Question

Factorize \[4{p^2} - 9{q^2}\].

Answer 1

Hint: ere we will simplify the expression by writing the constant term as the square of some number. Then we will use the suitable algebraic properties to expand the formed expression in terms of the factors. Factors are the smallest numbers with which the given number is divisible and when factors are multiplied will give the original number.

Complete step by step solution:
The given expression is \[4{p^2} - 9{q^2}\].
First, we will write the constant term of the expression in terms of the squares of a number. Therefore, we get
\[ \Rightarrow 4{p^2} - 9{q^2} = {2^2}{p^2} - {3^2}{q^2}\]
We can combine the constant terms and the variable to write in a common square. Therefore, we can write the above equation as
\[ \Rightarrow 4{p^2} - 9{q^2} = {\left( {2p} \right)^2} - {\left( {3q} \right)^2}\]
Now we will use the basic algebraic identity i.e. \[{a^2} - {b^2} = (a - b)(a + b)\] to expand this equation in the form of its factors. Therefore by expanding the equation, we get
\[ \Rightarrow 4{p^2} - 9{q^2} = \left( {2p - 3q} \right)\left( {2p + 3q} \right)\]
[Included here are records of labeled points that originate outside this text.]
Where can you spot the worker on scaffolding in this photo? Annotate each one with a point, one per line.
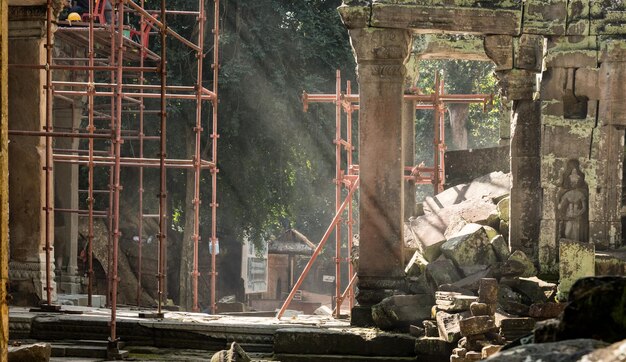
(82, 7)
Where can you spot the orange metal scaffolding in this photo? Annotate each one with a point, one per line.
(115, 68)
(419, 174)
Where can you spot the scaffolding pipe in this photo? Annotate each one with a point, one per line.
(142, 22)
(338, 185)
(318, 249)
(215, 170)
(90, 128)
(350, 221)
(48, 155)
(116, 169)
(197, 155)
(162, 155)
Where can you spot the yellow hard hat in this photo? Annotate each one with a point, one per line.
(73, 17)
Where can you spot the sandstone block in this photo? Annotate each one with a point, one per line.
(400, 311)
(430, 328)
(453, 301)
(595, 309)
(546, 310)
(441, 272)
(476, 325)
(503, 208)
(479, 309)
(500, 247)
(576, 260)
(521, 262)
(38, 352)
(488, 291)
(499, 49)
(448, 325)
(469, 247)
(490, 350)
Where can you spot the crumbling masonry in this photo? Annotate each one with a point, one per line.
(560, 66)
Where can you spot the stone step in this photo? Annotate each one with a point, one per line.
(332, 358)
(359, 344)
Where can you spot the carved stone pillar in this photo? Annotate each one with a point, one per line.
(518, 61)
(4, 183)
(27, 155)
(380, 55)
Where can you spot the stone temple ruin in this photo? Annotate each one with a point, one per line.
(562, 72)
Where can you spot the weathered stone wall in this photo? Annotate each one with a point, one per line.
(26, 179)
(462, 166)
(561, 69)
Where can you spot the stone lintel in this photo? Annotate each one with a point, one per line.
(438, 19)
(445, 46)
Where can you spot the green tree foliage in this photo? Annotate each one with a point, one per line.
(277, 162)
(461, 77)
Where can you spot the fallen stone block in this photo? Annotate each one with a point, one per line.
(576, 260)
(400, 311)
(416, 331)
(503, 209)
(611, 262)
(501, 248)
(492, 187)
(470, 246)
(351, 342)
(441, 272)
(478, 309)
(416, 266)
(433, 349)
(234, 354)
(613, 353)
(546, 310)
(490, 350)
(520, 264)
(514, 328)
(430, 328)
(471, 282)
(533, 290)
(428, 233)
(448, 325)
(38, 352)
(467, 270)
(453, 302)
(569, 350)
(476, 325)
(488, 291)
(460, 352)
(596, 309)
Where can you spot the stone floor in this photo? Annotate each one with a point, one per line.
(80, 334)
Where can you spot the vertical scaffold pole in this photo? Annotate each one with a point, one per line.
(119, 78)
(197, 154)
(214, 170)
(48, 154)
(162, 155)
(90, 128)
(338, 186)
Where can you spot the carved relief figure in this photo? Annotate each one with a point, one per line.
(573, 207)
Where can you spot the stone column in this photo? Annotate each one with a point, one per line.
(408, 147)
(380, 55)
(408, 136)
(518, 60)
(27, 154)
(66, 191)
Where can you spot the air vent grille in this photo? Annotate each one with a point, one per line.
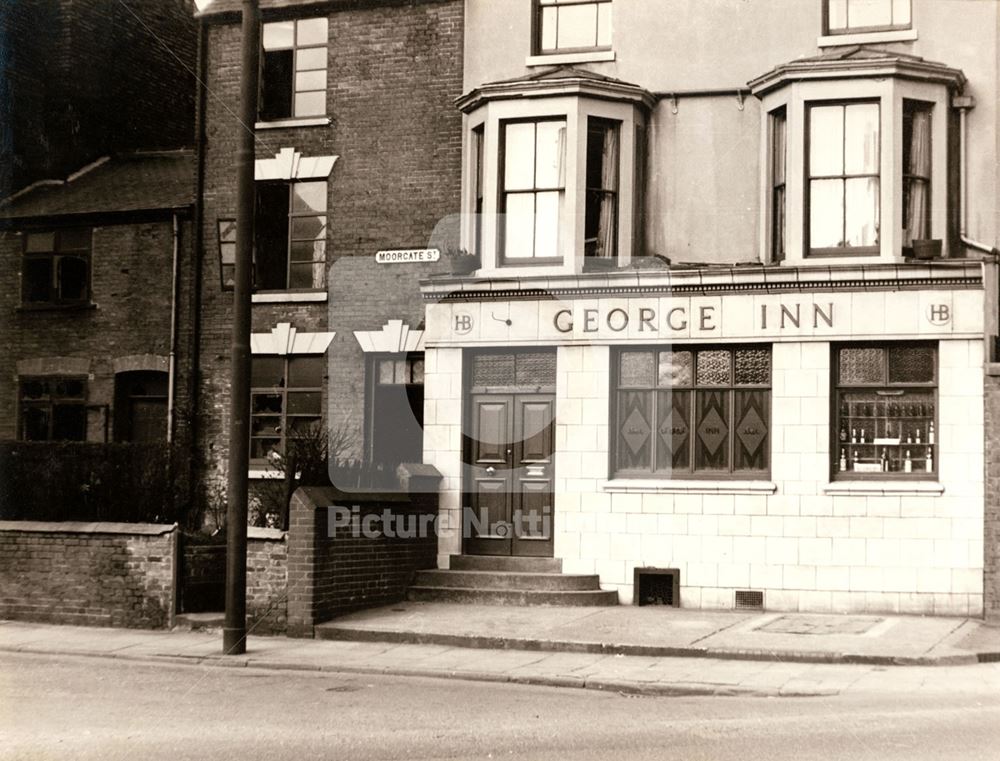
(749, 599)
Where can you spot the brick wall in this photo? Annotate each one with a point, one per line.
(130, 285)
(61, 81)
(991, 532)
(329, 575)
(394, 70)
(267, 581)
(88, 574)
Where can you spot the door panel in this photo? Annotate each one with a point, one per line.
(509, 476)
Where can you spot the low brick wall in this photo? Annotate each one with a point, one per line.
(267, 581)
(335, 572)
(90, 574)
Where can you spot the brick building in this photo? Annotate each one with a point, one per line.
(358, 151)
(736, 303)
(87, 78)
(97, 303)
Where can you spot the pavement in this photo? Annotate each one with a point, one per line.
(686, 652)
(663, 632)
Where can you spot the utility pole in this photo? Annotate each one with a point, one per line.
(235, 628)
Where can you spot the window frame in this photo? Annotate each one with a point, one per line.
(502, 193)
(283, 390)
(538, 30)
(50, 403)
(848, 29)
(295, 49)
(692, 472)
(838, 251)
(892, 389)
(54, 256)
(290, 238)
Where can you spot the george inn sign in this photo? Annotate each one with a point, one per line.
(815, 316)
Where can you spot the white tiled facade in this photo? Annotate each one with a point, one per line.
(808, 543)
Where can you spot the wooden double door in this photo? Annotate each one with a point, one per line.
(509, 445)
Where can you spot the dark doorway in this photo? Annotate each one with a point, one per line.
(509, 444)
(141, 406)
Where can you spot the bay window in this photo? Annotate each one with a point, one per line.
(844, 174)
(855, 158)
(533, 182)
(692, 412)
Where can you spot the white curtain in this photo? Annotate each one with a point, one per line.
(919, 170)
(609, 200)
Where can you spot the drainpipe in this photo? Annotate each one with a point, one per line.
(964, 104)
(174, 307)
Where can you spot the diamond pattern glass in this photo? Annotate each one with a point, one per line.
(714, 368)
(676, 368)
(862, 365)
(753, 367)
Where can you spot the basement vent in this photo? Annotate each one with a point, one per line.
(749, 599)
(657, 586)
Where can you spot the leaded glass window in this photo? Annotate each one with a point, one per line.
(687, 412)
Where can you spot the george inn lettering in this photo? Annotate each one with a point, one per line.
(677, 319)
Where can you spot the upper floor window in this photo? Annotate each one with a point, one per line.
(850, 16)
(692, 412)
(53, 409)
(844, 178)
(293, 74)
(533, 182)
(56, 267)
(290, 235)
(601, 212)
(566, 26)
(285, 401)
(916, 171)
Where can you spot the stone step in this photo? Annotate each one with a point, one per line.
(505, 563)
(195, 621)
(512, 596)
(507, 580)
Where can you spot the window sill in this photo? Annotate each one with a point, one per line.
(866, 38)
(884, 488)
(692, 486)
(57, 307)
(312, 121)
(264, 474)
(288, 297)
(555, 59)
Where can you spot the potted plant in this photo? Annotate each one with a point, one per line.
(461, 261)
(927, 248)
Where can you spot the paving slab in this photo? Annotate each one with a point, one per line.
(659, 631)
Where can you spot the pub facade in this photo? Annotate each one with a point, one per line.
(734, 312)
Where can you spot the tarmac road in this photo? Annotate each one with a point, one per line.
(94, 708)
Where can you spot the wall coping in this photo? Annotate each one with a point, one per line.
(266, 534)
(81, 527)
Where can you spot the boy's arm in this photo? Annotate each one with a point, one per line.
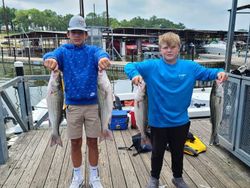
(206, 74)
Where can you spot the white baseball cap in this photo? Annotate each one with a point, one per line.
(77, 23)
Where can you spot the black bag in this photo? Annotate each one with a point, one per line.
(136, 143)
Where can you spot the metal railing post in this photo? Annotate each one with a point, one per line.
(3, 141)
(24, 97)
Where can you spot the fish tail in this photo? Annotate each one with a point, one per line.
(56, 140)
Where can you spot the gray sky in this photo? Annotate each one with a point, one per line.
(194, 14)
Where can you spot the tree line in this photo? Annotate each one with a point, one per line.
(33, 19)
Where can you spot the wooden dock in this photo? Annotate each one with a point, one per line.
(33, 163)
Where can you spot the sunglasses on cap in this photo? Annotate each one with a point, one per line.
(77, 32)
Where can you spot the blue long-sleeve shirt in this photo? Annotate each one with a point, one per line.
(169, 88)
(79, 65)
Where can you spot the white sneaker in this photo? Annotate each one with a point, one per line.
(76, 182)
(95, 182)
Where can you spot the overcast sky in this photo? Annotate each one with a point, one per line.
(194, 14)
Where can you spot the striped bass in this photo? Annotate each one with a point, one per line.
(105, 98)
(55, 99)
(216, 111)
(141, 111)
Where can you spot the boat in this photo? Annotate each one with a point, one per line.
(217, 47)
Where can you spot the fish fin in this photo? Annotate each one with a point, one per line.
(56, 140)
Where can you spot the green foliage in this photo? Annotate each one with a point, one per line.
(34, 19)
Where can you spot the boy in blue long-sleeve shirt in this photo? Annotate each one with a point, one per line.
(80, 64)
(170, 83)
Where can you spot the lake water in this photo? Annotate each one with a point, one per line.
(38, 90)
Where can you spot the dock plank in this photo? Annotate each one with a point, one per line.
(141, 172)
(117, 175)
(128, 169)
(15, 153)
(23, 162)
(104, 164)
(34, 161)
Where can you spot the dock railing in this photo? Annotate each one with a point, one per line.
(24, 116)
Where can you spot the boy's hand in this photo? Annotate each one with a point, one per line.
(51, 64)
(103, 63)
(137, 80)
(222, 76)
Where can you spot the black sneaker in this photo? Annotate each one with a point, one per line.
(153, 183)
(179, 183)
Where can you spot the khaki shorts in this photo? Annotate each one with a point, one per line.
(83, 115)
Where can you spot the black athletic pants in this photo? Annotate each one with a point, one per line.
(176, 137)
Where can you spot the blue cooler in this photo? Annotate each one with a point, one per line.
(119, 120)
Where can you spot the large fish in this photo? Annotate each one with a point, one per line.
(55, 99)
(141, 111)
(105, 98)
(216, 110)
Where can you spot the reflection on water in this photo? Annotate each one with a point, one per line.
(7, 70)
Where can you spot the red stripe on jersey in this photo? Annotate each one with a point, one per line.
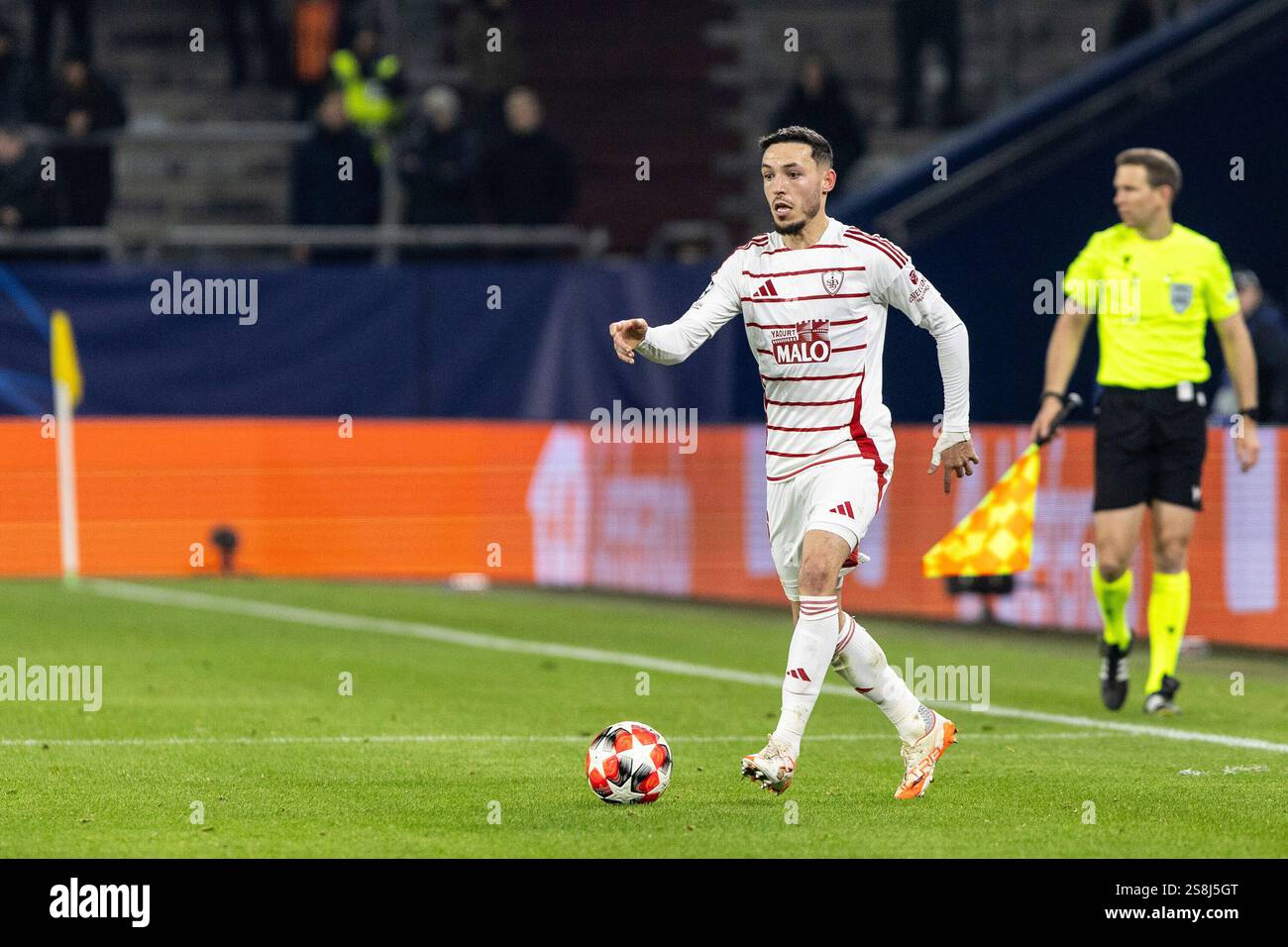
(793, 325)
(803, 299)
(815, 377)
(883, 241)
(875, 245)
(867, 447)
(844, 348)
(811, 454)
(816, 247)
(807, 403)
(835, 427)
(804, 272)
(848, 457)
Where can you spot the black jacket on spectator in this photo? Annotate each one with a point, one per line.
(24, 189)
(85, 180)
(439, 171)
(317, 193)
(529, 179)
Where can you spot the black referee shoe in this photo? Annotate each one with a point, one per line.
(1113, 674)
(1160, 701)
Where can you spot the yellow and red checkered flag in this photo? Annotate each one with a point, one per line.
(996, 538)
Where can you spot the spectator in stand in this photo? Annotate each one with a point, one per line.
(320, 195)
(373, 81)
(82, 105)
(818, 101)
(1132, 18)
(438, 163)
(489, 71)
(317, 27)
(918, 24)
(1269, 333)
(78, 18)
(527, 176)
(26, 200)
(274, 72)
(14, 78)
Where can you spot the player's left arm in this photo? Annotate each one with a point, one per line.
(1223, 305)
(914, 295)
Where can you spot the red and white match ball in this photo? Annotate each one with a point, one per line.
(629, 762)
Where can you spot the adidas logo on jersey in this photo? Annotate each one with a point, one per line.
(805, 342)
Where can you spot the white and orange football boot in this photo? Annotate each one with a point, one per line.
(773, 767)
(921, 755)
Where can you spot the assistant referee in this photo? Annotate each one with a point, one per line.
(1151, 285)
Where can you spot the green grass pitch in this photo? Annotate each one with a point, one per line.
(463, 751)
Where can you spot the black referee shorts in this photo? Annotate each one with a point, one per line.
(1149, 446)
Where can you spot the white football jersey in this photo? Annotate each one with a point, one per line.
(815, 321)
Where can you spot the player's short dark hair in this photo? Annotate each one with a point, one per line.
(1159, 166)
(820, 149)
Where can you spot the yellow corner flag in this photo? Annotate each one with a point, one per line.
(996, 539)
(62, 356)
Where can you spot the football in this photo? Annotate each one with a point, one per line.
(629, 762)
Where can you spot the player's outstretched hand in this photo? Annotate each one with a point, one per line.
(1247, 446)
(956, 459)
(1041, 425)
(627, 335)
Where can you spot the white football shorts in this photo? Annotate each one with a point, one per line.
(840, 496)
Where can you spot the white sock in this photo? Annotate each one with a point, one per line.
(812, 644)
(863, 665)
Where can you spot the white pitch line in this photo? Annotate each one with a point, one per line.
(296, 615)
(484, 738)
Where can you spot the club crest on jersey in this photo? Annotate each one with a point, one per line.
(805, 342)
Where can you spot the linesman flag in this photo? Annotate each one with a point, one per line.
(996, 538)
(62, 356)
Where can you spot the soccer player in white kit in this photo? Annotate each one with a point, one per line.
(812, 298)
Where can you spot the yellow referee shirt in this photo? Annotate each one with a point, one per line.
(1151, 300)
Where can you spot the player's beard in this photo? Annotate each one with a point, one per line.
(797, 227)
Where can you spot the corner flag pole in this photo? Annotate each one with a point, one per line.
(68, 388)
(996, 538)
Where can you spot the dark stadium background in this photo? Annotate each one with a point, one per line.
(204, 179)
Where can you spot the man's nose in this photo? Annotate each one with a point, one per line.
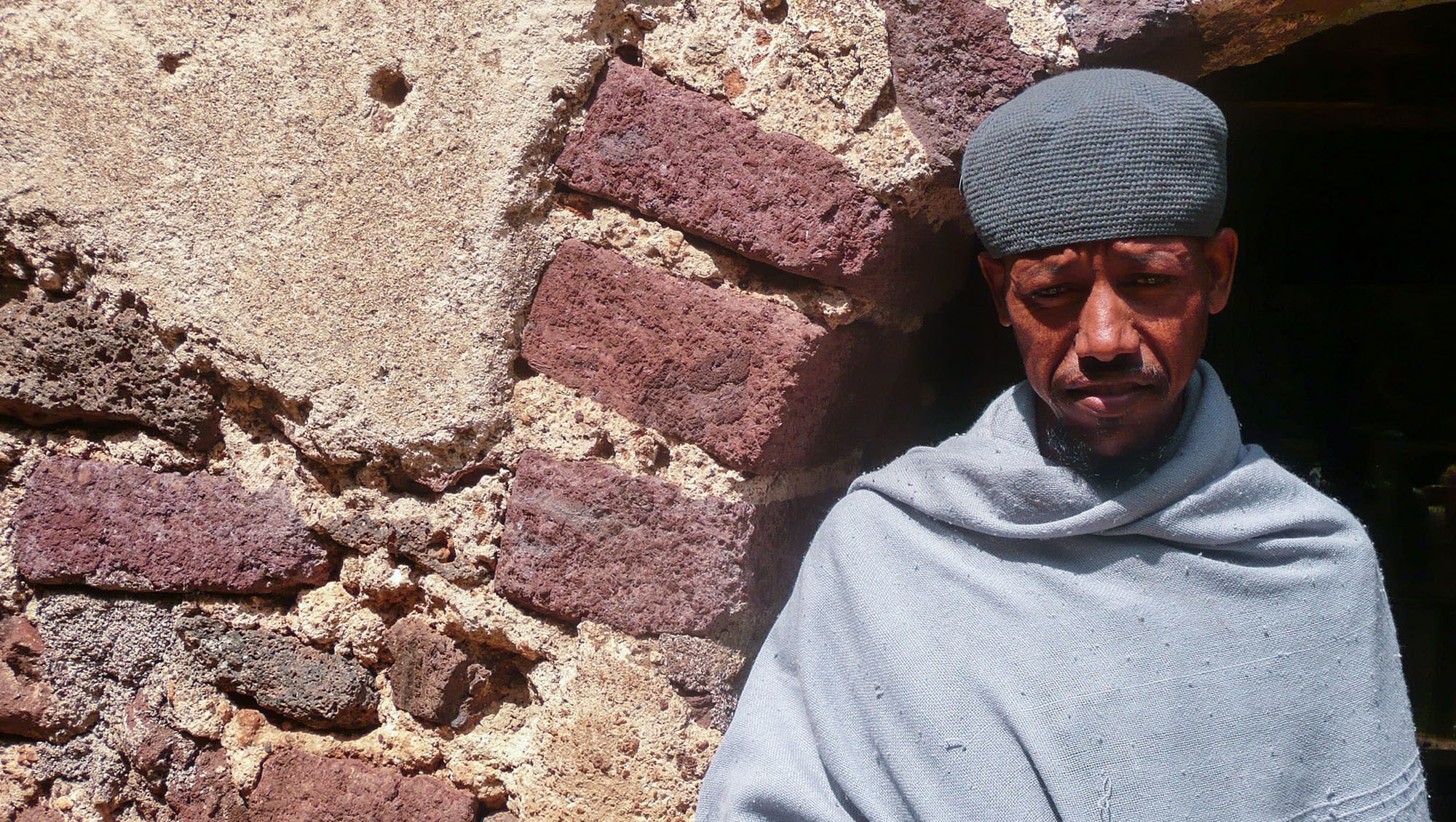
(1106, 325)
Hence, the factor of the given expression \[4{{p}^{2}}-9{{q}^{2}}\] is \[\left( {2p - 3q} \right),\left( {2p + 3q} \right)\].

Note:
Factorization is the process in which a number is written in the forms of its small factors which on multiplication give the original number. In order to solve this question we have to use the basic algebraic identities to find the different factors of the equation. Algebraic identities are equations where the value of the left-hand side of the equation is identically equal to the value of the right-hand side of the equation. Here, we can make a mistake by leaving the answer at \[{\left( {2p} \right)^2} - {\left( {3q} \right)^2}\]. This is not the factored form of the given expression, rather it is a simplified form of the expression.